The General Data Protection Regulation (GDPR) becomes binding on all EU member states, including the UK, on Friday.
It aims to harmonise data protection laws across Europe, and shift power away from corporations and towards consumers, giving individuals greater control of the personal data held about them.
With over 70 per cent of all trade in services enabled by data flows, the UK is likely to suffer significant financial losses without an effective data protection framework which allows smooth data exchanges with the EU.
A number of non-EU nations have already secured “adequacy decisions”, allowing data transfers from the EU to third countries to carry on as normal after 25 May. However, for the time being it is not clear whether the UK will be able to secure its own adequacy decision in time for Brexit.
In the absence of an adequacy decision, any UK businesses with an interest in the EU need to ensure that they have appropriate safeguards in place, by applying for, and abiding by, individual arrangements. This is likely to increase costs and complexities, and there is a chance that these costs will be passed on to consumers.
The government should be doing everything it can to help businesses make this transition. But it may actually be making things harder.
In its report dated 21 March 2018, the Common’s Home Affairs Committee expressed serious concerns about the future of data flows post-Brexit. According to the Committee, the Investigatory Powers Act 2016 (IPA), also known as the Snooper’s Charter, is one of several reasons the UK could fall foul of the EU’s strict data protection standards after Brexit.
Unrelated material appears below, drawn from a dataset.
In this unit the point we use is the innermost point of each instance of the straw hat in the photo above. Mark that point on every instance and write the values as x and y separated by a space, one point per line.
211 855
The IPA in its current form is at odds with EU case law. It requires web and phone companies to store everyone’s web browsing histories for 12 months and give the police, security services, and a whole range of other agencies unprecedented access to the communication data.
However, in the case of Watson, the European Court of Justice has stated that the UK government’s bulk retention of communications data is illegal. Furthermore, in April the High Court in London ruled that changes need to be made to some parts of the Snooper’s Charter by 1 November to bring it in line with EU law. It is, however, unclear whether the changes to the IPA will suffice in securing an adequacy decision.
If the UK decides to deviate from GDPR after Brexit, it could be highly damaging for UK businesses trading with the EU as they will be subject to two different sets of data protection regulations, putting them at a disadvantage against any company based in the EU.
An additional concern is that even if the UK manages to secure an adequacy decision, the EU can repeal its decision at any time if it believes that the UK no longer ensures an adequate level of data protection.
With the IPA, this will be an ongoing risk, and the uncertainty may contribute to pushing companies to move their operations outside the UK.
There are solutions to these problems, but they will require significant effort and compromise. And data protection is just one area of law. Right now, it does not seem like the government has properly considered the consequences and complexities of making this transition.